勝虫日記

動物生理学者の覚書

ランダム法則

ランダム(偶然)であることとは何であるか、考えはじめると分からない。分からないが、科学では<確率変数はランダムに値をとり、平均が矛盾なく定義できるもの>と前提をおいて話をすすめる。サイコロをふったことは誰にでもあるだろう。その経験をもとに分かったことにしよう。科学においてもっとも重要なのはデータ(事実)であるが、偶然をともなわないデータはない。

 

すべてのデータは偶然をともなって現われる。

 

つまり、サイコロのような偶然性をともなって現われる。その偶然の構造や程度が異なるだけである。背後に必然があって、それに偶然が加わって現われると考える。必然のと偶然それぞれに数学的モデルを構築して(ときにそれらを合わせて)、解析する、つまり、データ解析は、データが現われることになった背後にある必然と偶然の構造や程度を平均的に推測することである。

 

データが有限であることからその推測に完璧はない。正しい推測はない。あるのは、有効な推測、良い推測だ。有効であること、良いことはではどのように測れるか。

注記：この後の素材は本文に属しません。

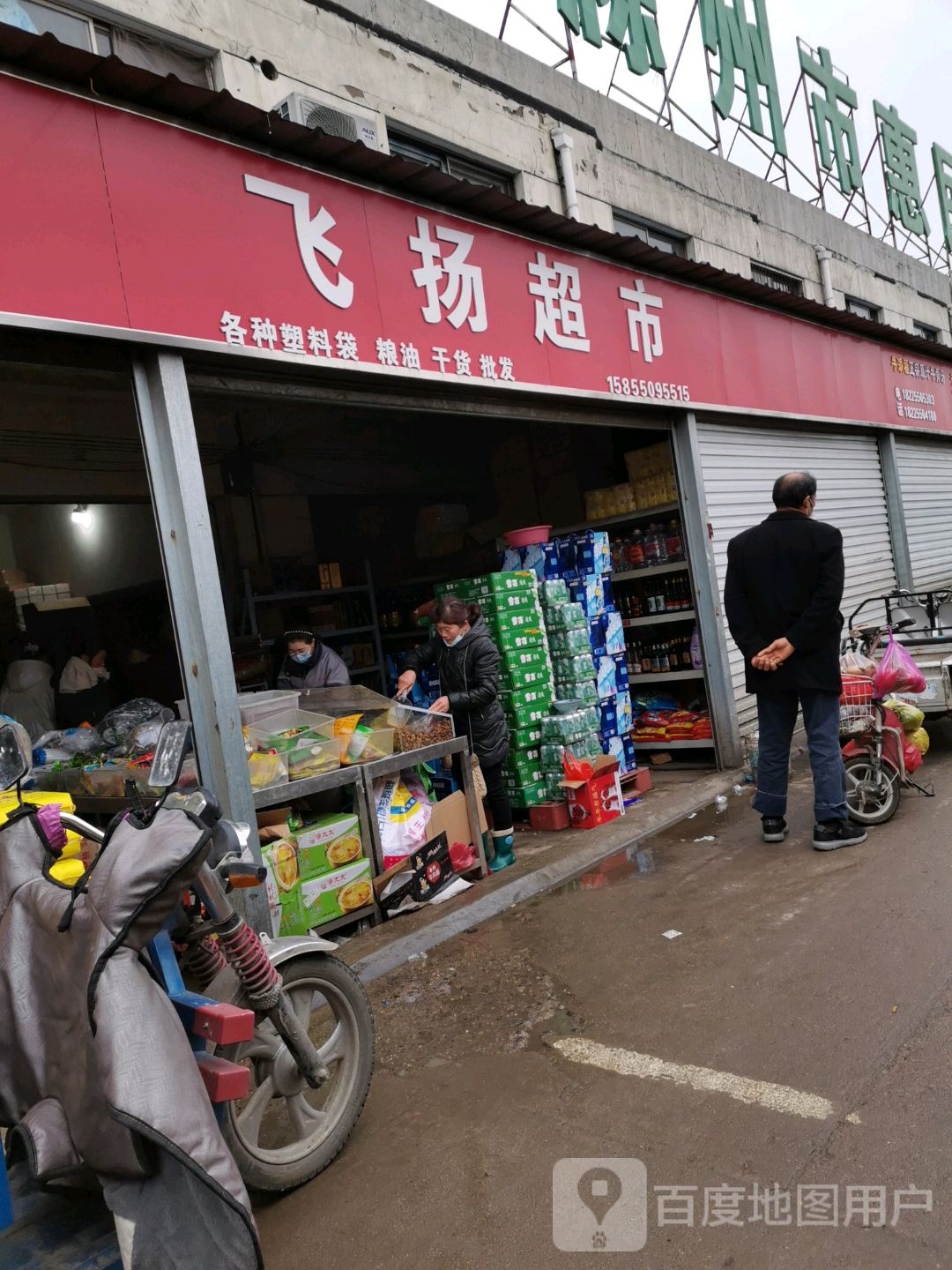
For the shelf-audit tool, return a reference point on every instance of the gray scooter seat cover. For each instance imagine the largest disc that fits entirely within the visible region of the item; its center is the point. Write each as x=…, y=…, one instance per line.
x=95, y=1067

その方法を統計学が探求していて教えてくれる。特定の観点をとることで有効な度合いを測ることができる。とくに重要な観点は、次データが出るとしたら、どのように現われるのかという観点、つまり予測の観点である。

 

偶然が予測できるようにするには、どう考えたらよいか?それには偶然を決める構造があって、ある意味で偶然も必然から現われると考えてしまう。データが特定の未知の確率分布に従って現われると考えてしまうのだ。その意味で、偶然と必然と言いながら、数学的に決まっている、と考えてしまうのだ。

 

そう、ランダムとは何か分からないがこのように決まっているのだという前提から出発して完璧でも正しくもない推測を積み重ねながら、科学は高さの分からない天に向かって少しでも高い塔をつくっていくのだ。天への距離は分からないが、どれくらい高い塔をこれまでにつくってきたのかは、科学の歴史が教えてくれる。